Microglia expressed high levels of C1qa, C1qb, and C1qc, the three genes that together encode the 18 subunits of C1q (35) (Fig. 3C and fig. S3B). In contrast to our findings at the protein level, the expression of the C1q genes in nuclear RNA was not significantly different between mTBI and sham samples (Fig. 3D and fig. S3B). Because this was consistent with previous reports that microglia activation is encoded in cytoplasmic rather than nuclear RNA (36), we examined C1qa mRNA in the bulk cytoplasmic fractions of our nuclei preparations using quantitative reverse transcription polymerase chain reaction (qRT-PCR). This analysis showed a trend towards increased C1qa mRNA expression after mTBI, in both the thalamus and the cortex (Fig. S3C). Similarly, mature oligodendrocytes and astrocytes in both sham and mTBI mice expressed C4b, which acts downstream of C1 in the classical complement pathway (Fig. 3E and fig. S3C). C4b expression in nuclear RNA increased 5.2-fold in one subcluster of oligodendrocytes after mTBI (Fig. 3F and fig. S, 3E to G), but did not significantly increase in astrocytes. Cytoplasmic bulk qRT-PCR confirmed a trend towards increased C4b and C2 expression (Fig. S3G) whereas transcripts for other components of the complement pathway, such as C1ra, C1s1 and Hc (C5), were not detected by snRNA-seq or cytoplasmic qRT-PCR (Fig. S3, B and I). These data show that microglia are a source of C1q in the thalamus, although we cannot exclude the possibility that other cell types such as astrocytes and neurons could be additional sources (3739).

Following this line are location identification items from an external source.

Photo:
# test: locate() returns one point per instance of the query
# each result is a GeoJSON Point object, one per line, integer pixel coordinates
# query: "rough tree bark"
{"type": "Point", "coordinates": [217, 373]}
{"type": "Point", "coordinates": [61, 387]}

None of the GABAergic neurons showed differential expression of components of the complement pathway between mTBI and sham (Fig. S4). Rather, these neurons upregulated several genes related to mitochondrial function and oxidative phosphorylation, including Cox6c and Cox5a after mTBI (Fig. S4G and table S2).

Blocking C1q function reduces chronic glial inflammation and neuron loss

Increased C1q expression was chronic (Fig. S5, A and B) and might therefore explain the long-term effects of mTBI. To test this hypothesis, we used an antibody that specifically binds to C1q and blocks its downstream activity (40). Mice were given intraperitoneal. Injections of the C1q antibody or a mouse IgG1 isotype control 24 hours after mTBI or sham surgery, followed by twice-weekly treatments for three weeks.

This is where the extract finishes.